Let me cut to the chase. I'm not impressed by Bragalia's research. He makes provocative claims, and sounds authoritative, but the end results do not always prove his points. But to be fair, we've invited him to defend his views on The Paracast. He always finds an excuse to say no.
 
Yeah a balloon-shaped object w/ retractable three leg landing gear and three occupants. The object shot out a blue flame that knifed into the ground as it rose into the air and shot off at hypersonic speed into the wind coming out of the SW. Yep, that's one impressive balloon, alright! Sorry Tony. The results of thin sample testing of the rocks gathered from beneath where the exhaust went into the ground will be irrefutable.

Zamora never said he saw any kind of landing gear retract from or back into the balloon. He never said he saw a vehicle land. Never said he saw anyone get into or out of the vehicle.. That's your projection.

Let me cut to the chase. I'm not impressed by Bragalia's research. He makes provocative claims, and sounds authoritative, but the end results do not always prove his points.
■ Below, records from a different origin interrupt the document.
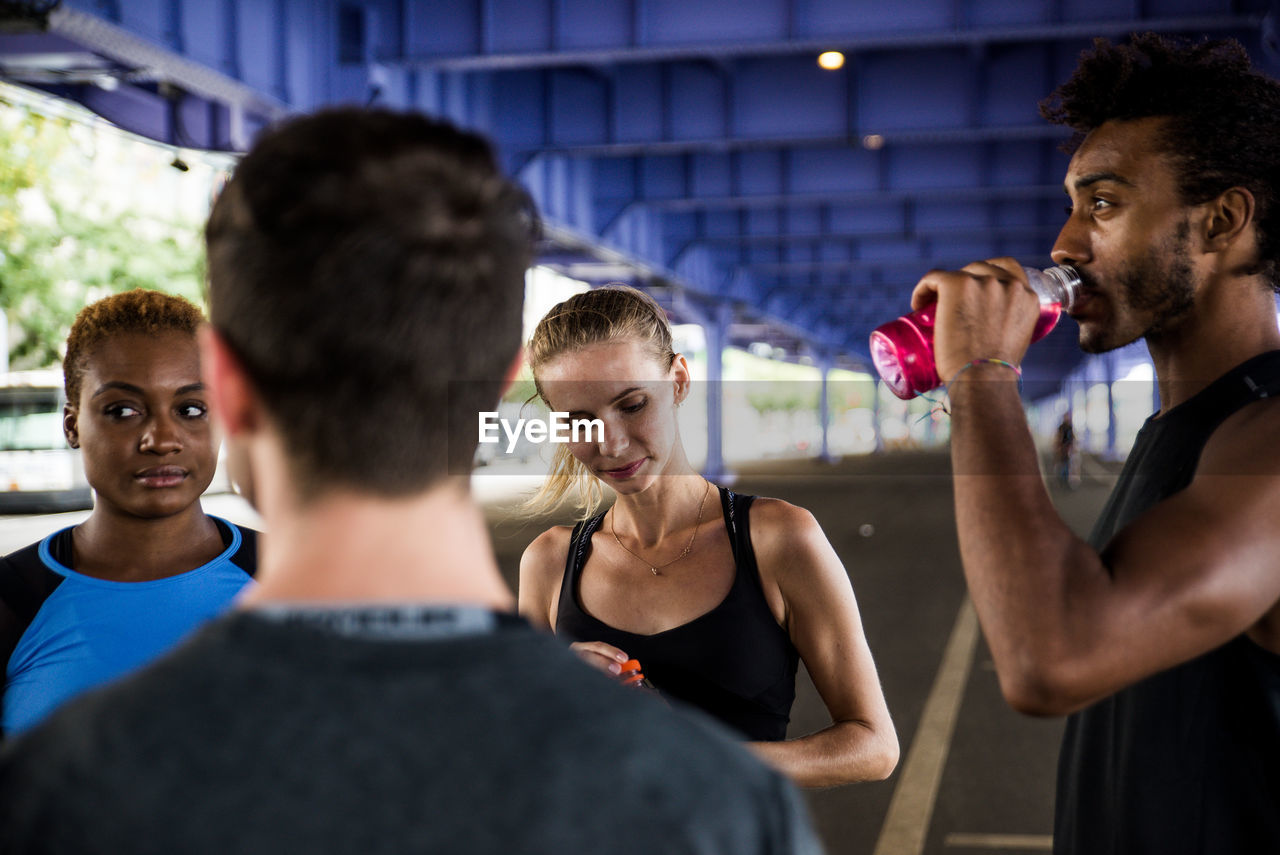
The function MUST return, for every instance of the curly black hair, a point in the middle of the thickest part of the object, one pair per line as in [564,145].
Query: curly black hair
[1223,124]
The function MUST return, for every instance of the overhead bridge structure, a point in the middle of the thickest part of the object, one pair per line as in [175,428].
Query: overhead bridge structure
[691,147]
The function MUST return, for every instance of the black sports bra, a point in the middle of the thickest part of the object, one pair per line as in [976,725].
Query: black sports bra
[734,662]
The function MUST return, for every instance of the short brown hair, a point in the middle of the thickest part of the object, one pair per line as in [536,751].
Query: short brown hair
[133,311]
[368,269]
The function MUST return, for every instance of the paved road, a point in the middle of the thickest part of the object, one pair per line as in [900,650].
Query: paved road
[974,777]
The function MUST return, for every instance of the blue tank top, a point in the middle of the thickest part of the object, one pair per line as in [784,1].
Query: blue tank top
[86,631]
[1187,760]
[734,662]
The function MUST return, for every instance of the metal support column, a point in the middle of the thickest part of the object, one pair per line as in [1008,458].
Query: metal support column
[718,320]
[824,365]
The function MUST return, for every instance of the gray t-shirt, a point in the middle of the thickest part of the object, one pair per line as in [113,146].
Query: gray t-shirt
[274,732]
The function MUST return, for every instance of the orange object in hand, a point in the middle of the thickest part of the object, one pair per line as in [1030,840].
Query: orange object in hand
[632,676]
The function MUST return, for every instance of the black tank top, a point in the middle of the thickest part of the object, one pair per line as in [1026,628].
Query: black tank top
[1188,759]
[734,662]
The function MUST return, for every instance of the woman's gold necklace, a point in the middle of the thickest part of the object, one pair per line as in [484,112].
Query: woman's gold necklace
[654,568]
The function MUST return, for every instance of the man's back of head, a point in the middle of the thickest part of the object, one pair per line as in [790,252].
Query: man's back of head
[368,270]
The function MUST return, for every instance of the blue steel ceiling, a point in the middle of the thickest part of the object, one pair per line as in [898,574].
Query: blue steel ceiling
[693,147]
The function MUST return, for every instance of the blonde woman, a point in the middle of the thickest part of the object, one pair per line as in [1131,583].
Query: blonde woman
[718,595]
But to be fair, we've invited him to defend his views on The Paracast. He always finds an excuse to say no.

He doesn't want to do podcast interviews. He's never done anybody's as far as I know. It's his decision.
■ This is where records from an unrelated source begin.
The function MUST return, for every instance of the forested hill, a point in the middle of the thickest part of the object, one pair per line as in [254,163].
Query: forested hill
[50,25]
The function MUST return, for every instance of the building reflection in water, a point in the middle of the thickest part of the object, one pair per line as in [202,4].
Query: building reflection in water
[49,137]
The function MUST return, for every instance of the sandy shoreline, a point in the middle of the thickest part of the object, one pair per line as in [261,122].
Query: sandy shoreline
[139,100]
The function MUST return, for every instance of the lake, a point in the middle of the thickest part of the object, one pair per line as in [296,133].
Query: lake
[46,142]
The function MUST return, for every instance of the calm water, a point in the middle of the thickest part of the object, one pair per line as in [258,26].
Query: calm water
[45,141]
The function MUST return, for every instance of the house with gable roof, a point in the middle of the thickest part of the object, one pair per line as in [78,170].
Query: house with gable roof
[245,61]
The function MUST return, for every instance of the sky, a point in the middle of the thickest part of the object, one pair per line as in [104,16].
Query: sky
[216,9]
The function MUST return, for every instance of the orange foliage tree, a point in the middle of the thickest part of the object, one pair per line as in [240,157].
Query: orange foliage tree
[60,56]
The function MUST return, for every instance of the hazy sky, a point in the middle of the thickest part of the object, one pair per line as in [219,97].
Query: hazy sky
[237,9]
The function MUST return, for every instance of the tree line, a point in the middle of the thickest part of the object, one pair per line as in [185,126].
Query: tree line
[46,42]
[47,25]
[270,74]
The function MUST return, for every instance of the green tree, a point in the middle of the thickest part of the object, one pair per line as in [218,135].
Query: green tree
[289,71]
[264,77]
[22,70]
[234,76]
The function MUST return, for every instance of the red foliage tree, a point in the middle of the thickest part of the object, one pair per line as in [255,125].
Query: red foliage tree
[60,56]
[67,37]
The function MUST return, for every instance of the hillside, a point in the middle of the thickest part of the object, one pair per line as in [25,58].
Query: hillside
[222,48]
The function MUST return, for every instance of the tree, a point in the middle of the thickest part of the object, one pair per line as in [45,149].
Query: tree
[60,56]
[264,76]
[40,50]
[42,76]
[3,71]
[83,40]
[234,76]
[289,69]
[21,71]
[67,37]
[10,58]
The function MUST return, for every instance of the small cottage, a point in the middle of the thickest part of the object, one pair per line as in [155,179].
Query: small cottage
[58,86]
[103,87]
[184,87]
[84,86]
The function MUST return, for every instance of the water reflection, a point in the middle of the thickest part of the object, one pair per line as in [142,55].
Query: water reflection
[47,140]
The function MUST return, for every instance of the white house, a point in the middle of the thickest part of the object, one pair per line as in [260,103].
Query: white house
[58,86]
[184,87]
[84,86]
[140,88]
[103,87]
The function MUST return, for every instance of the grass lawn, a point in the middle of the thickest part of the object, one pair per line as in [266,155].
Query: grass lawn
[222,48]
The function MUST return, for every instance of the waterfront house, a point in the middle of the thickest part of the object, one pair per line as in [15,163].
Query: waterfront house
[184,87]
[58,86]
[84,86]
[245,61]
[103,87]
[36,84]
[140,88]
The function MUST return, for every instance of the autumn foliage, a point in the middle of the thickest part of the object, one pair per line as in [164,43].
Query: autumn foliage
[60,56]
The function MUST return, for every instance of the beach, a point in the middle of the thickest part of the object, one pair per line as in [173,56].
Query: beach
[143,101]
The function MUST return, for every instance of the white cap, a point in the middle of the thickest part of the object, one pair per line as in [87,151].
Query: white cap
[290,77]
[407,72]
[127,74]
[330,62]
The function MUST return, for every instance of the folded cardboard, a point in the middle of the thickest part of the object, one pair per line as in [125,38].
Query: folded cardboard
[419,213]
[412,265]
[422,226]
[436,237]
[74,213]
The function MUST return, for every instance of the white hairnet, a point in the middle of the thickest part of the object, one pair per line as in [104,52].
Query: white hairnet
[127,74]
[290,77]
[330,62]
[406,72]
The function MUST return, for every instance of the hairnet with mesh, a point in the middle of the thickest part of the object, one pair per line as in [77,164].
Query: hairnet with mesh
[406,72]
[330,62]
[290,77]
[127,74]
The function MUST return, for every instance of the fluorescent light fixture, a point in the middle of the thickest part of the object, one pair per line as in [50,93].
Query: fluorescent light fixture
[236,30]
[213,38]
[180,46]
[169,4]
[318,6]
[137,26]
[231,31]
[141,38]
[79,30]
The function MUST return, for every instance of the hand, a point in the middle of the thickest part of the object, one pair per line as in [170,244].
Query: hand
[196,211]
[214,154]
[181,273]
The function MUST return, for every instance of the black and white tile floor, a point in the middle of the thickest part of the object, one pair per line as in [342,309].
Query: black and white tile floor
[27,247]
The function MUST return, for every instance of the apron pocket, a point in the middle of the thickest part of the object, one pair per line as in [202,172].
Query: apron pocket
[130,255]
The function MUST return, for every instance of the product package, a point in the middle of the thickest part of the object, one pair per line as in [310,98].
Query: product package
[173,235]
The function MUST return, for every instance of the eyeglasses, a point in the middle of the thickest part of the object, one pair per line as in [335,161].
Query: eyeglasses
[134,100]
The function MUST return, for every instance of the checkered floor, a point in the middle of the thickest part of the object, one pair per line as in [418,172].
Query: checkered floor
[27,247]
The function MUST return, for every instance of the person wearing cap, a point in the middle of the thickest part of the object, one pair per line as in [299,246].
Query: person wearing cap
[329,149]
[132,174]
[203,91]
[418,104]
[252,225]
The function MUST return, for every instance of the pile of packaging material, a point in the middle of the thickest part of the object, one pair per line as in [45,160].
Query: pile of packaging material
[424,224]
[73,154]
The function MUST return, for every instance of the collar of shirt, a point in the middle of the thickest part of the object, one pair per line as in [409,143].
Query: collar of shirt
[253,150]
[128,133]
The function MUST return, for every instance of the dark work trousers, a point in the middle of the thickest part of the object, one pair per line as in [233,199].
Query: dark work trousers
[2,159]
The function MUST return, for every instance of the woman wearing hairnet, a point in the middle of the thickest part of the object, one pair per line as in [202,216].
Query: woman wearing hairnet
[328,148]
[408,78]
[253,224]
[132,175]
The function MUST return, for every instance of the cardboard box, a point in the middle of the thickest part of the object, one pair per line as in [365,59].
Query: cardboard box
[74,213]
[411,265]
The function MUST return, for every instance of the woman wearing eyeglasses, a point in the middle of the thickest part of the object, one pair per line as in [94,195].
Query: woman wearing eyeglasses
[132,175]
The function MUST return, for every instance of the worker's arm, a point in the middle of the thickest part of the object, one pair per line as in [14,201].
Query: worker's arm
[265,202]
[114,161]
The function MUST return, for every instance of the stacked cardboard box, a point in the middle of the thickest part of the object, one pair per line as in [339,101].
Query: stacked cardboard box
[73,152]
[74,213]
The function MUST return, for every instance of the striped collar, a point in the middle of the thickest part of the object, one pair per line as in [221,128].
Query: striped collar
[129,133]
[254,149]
How has this become about Socorro again?
 
The Paracast is, as most of you know, not just another podcast. Need I say more?

I like your show and I like your forum. It just seems whenever I post here it becomes about Socorro. I'm the one who found the Colgate/Pauling correspondence and have offered to debate Stanford and anyone else who wants to argue that Socorro was an ET case. Stanford is going to mop the floor with me. Months later . . . I'm still waiting.
 
Are you challenging Stanford to a debate?

And by the way, tell me what great things Bragalia has written and discovered, forgetting the Socorro piece.
 
Are you challenging Stanford to a debate?

And by the way, tell me what great things Bragalia has written and discovered, forgetting the Socorro piece.

I'll happily debate anyone on what I've turned up . . . Socorro, the titanium industry, the White House UFO meeting in 52.

Tony's work on nitinol and its' development and his follow up with Roswell witnesses has been great. He's also turned up new material on a great case in Wanaque, NJ and found documents demonstrating the existence of The Blue Room at Wright-Patterson AFB. I'm sure there's more but that's just off the top of my head.
 
Technically, The Paracast is not a podcast but a network radio show, broadcast on terrestrial radio, that is also available as a podcast. Technically.

We'll the opportunity is there for him to defend himself in a way where he cannot depend on his keyboard to help him.